If Halifax has anything, it has plenty of rocks. They build the steep valley sides, they support the heather-clad moors, they have provided the stone that has built the houses, and the coal that has powered the mills. To isolate just a few of these rocks, christen them as “The Rocks”, and then stroll in their shade on a Sunday afternoon might seem an odd thing to do, but Halifax folk have always rejoiced in their oddness. This particular postcard dates from the second decade of the twentieth century and is captioned “New Promenade, The Rocks, Halifax”. The new promenade in question is hardly likely to be the famous Albert Promenade that skirts the top of the valley and allows you to look down at The Rocks and the Calder Valley, because that had been around since 1861. It appears to be a new pathway cut through the rocks that is being celebrated. This might seem like an odd subject for a picture postcard, but as we have already agreed, Halifax folk like to celebrate their oddness.
The postcard was sent to Mrs Otten of 44 Berkeley Street, Crosby, Scunthorpe and came from “her loving niece, Emily”. The message reads as follows:
My Dear Uncle and Aunt, Mother thanks you very much for your good wishes for her birthday. We are very sorry to hear of Harrie’s accident. How very unfortunate for her and you too, as it will have been very hard for you all. Please give our best love to her and we hope with care she will soon be all right again. We are glad to hear you are all well, we are all the same. With our kind love to you and all. Your loving niece, Emily
There is a certain style to the writing, which is a little unusual for the age, when postcard messages tended to be brief and full of the kind of text message speak of their day – “Hope yours ok t’morrow be home 4ish …”

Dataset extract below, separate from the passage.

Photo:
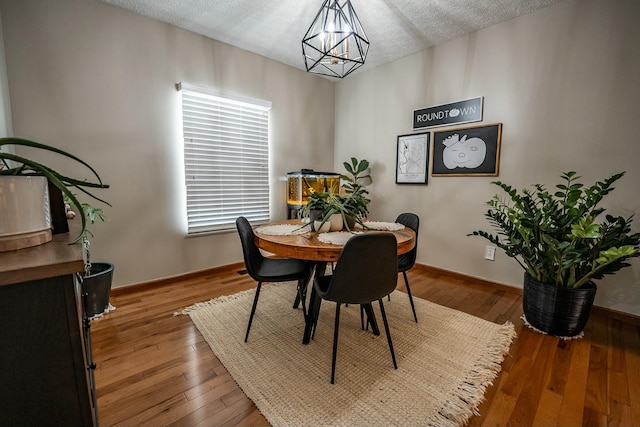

The postcard appears to date from around the time one of the most famous finds in Halifax archaeological history was made within the very rocks pictured on the card. In May 1915, a group of schoolgirls from the nearby Crossley Orphanage discovered the “Skircoat Hoard” – a collection of some 1075 bronze Roman coins. these were later presented to Halifax Corporation for display, but I can find no record of where they are now. I am sure that someone will write in and tell me.